What CFOs and CTOs Should Do Now
For CFOs:
-
Shift from cost-per-token to cost-per-outcome: Measure AI spending against business results (revenue per feature, cost per processed claim, support tickets resolved per dollar). Token efficiency is a technical metric; business efficiency is what matters.
-
Demand transparency from vendors: Your AI spend should be as auditable as your cloud spend. If your vendor can't provide usage data at the application or team level, that's a red flag.
-
Budget for 3-5x consumption growth: Agentic AI adoption is accelerating. The $7M average in 2026 could be $20M by 2027. Build contingency into your budgets now.
-
Pilot value-based pricing: Some vendors (Paid, Factory) are experimenting with outcome-based pricing instead of consumption-based. This shifts cost risk back to the vendor and aligns incentives.
For CTOs:
-
Implement model routing immediately: Don't default to the most expensive model for every task. Build routing logic that balances cost and quality. Open-source tools like LiteLLM and Portkey can help.
-
Track productivity AND cost together: You need metrics that connect AI spend to engineering output.
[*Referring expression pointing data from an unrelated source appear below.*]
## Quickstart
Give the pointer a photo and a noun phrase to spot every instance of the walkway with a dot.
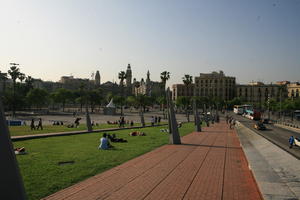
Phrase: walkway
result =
(209, 165)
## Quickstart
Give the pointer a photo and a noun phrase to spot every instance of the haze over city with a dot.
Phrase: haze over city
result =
(251, 40)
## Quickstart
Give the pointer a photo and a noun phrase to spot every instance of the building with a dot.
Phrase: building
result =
(259, 93)
(215, 85)
(71, 83)
(293, 89)
(148, 87)
(182, 90)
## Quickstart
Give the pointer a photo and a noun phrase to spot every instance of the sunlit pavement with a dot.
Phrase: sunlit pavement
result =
(208, 165)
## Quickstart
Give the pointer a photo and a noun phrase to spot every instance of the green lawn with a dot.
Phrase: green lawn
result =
(43, 176)
(25, 130)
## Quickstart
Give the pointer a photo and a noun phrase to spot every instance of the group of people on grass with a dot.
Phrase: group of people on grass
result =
(231, 121)
(34, 127)
(155, 120)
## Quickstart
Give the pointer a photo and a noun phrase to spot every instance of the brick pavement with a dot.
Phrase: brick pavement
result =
(208, 165)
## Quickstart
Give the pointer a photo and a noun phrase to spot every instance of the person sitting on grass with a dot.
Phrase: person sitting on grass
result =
(113, 138)
(20, 150)
(104, 143)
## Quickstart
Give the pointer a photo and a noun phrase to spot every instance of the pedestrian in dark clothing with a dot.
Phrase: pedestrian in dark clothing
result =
(32, 126)
(291, 141)
(40, 124)
(77, 121)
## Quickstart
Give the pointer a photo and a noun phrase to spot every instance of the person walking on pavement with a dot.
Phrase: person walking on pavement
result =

Tools like Jellyfish, Waydev, and Faros AI provide agent monitoring to prove ROI.
-
Build token observability: Treat token consumption like you treat cloud spending. Datadog and New Relic have added token-level observability. Use it.
-
Set guardrails before budget blowouts: Hard caps at the team level prevent runaway spending. You can always raise limits; you can't un-spend money.
-
Invest in fine-tuned models: A task-specific model that costs 10% as much to run will pay for itself quickly at production scale.
The Strategic Shift: From Experimentation to Discipline
The era of "let's try everything" is over. The next phase of enterprise AI is about cost discipline, measurable ROI, and strategic vendor selection. Companies that treat AI as a line item in their innovation budget will lose to companies that treat it as a core business function with rigorous financial controls.
As Vitaly Gordon, CEO of Faros AI, put it: "Maybe we created a steam engine, but we still haven't figured out the assembly line."
The assembly line is coming. The Tokenomics Foundation, model routing, fine-tuned models, and value-based pricing are the first iterations. But CFOs and CTOs can't wait for industry standards to mature. The budget blowouts are happening now.
The companies that will win are the ones that build cost discipline into their AI strategy from day one—not as an afterthought, but as a core competitive advantage.